Documents
agent-server-collaboration-vision
agent-server-collaboration-vision
Type
External
Status
Published
Created
Feb 27, 2026
Updated
Feb 27, 2026

CipherSwarm Phase 5 - Agent & Server Collaboration Vision#


Table of Contents#


Overview#

This document outlines a future-forward vision for Phase 5 of CipherSwarm: transforming agents into adaptive, observant, and partially autonomous nodes that work with the server, not for it. These ideas extend the Sync Extensions model by elevating both agent responsibility and server strategy.

The goal is a smarter, more cooperative distributed cracking system — one that adapts to real-world conditions, anticipates failure, and evolves over time.

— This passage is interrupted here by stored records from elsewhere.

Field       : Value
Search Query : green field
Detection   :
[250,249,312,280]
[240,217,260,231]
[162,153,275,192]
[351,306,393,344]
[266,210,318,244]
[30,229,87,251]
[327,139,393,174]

Agent as Observant Executor#

Structured Status Streaming#

Agents will parse --status-json internally and emit structured telemetry on an interval (e.g. every 5s).

Fields to Stream#

  • Slice ID
  • Total guesses completed
  • Percent progress (relative to --skip/--limit)
  • Cracked hashes (count + list)
  • Device temperatures
  • Guessrate per device
  • Rejected guesses
  • Host metadata (load average, memory, thermal status)

Protocols#

  • Stream to /api/v2/client/status via chunked POST or SSE
  • Use JWT auth to tag source agent and project

Benefits#

  • Real-time dashboards
  • Predictive failure detection
  • Live slice reassignment if an agent lags
  • Audit-grade traceability per slice

Agent as Local Governor#

Self-Tuning Execution#

Agent adjusts hashcat launch parameters based on:

  • Thermal envelope
  • Load average
  • Historical guessrate vs benchmark

Adjustments#

  • Workload profile (-w) from 1 to 4
  • Manual tuning of -n, -u, -T if available
  • Preemptive cooldown mode if device crosses critical threshold

Benefits#

  • Avoids wasteful slicing
  • Helps survive degraded environments (e.g. closet rigs)
  • Reduces silent throttling artifacts

Agent Fault Recovery#

Offline Slice Recovery#

Agent writes a checkpoint file mid-task (e.g. every 15s) to disk:

  • Last known hashcat status
  • Command used
  • Slice metadata

On restart:

  • Agent uploads checkpoint to /client/recover

  • Server may:

    • Mark slice complete if near 100%
    • Reassign remaining % as new slice
    • Flag slice as recovered

Benefits#

  • Prevents full slice loss during crash
  • Enables graceful resumption
  • Server doesn't need to re-calculate or guess slice state

Server as Strategic Coordinator#

Live Plan Adjustment#

Server tracks slice completion durations and guessrate over time. It dynamically adjusts:

  • Slice size
  • Assigned hash types
  • Task priority

Server maintains slice history:

{
  "slice_id": 42,
  "agent_id": 3,
  "duration": 68.2,
  "average_speed": "2.1 GH/s"
}

Benefits#

  • Better utilization
  • Easier load spreading
  • Can accelerate campaign completion by tuning on the fly

Crack Result Feedback Loop#

Each crack submission:

  • Triggers UI toast
  • Is written to dynamic wordlist for this project
  • May influence future rule generation (loopback-inspired)

Server roles#

  • Deduplicate cracks
  • Update stats
  • Integrate with Attack templates for reuse

Performance Learning & Forecasting#

Historical Agent Performance#

Each agent stores hash-type-specific baseline speeds:

{
  "hash_type": "sha512crypt",
  "benchmark": 80000,
  "recent_avg": 60000,
  "stdev": 5000
}

Server uses this to:

  • Predict duration of unstarted attacks
  • Estimate completion time for campaigns
  • Alert on underperformance

Agent Capability Signaling#

Agents self-report:

  • Supported hash types (via --backend-info)
  • Disabled devices (opt-out, failed diagnostics)
  • RAM, swap, CPU, GPU memory

Server uses this to prefilter /pickup results.


Optional Concepts#

Slice Replay for Debug#

  • Server can export a slice config and replay it offline for debugging
  • Useful for triaging slice errors or verifying crack speed issues

Agent Karma Score#

  • Long-running performance metric
  • Affects priority in slice selection (stable agents go first)
  • UI badge: "🌟 Veteran" or "⚠️ Unstable"

Adaptive Task Graphs#

  • Campaigns can be pre-planned as DAGs (mask length → fallback)
  • Slices report status back to adjust execution order
  • More useful in exploratory or speculative cracking

Summary#

By promoting the agent to an active peer — one that communicates, adapts, and recovers — CipherSwarm unlocks a new generation of distributed cracking. This vision puts control where it belongs: in the hands of the orchestrator, informed by smart, situationally aware agents.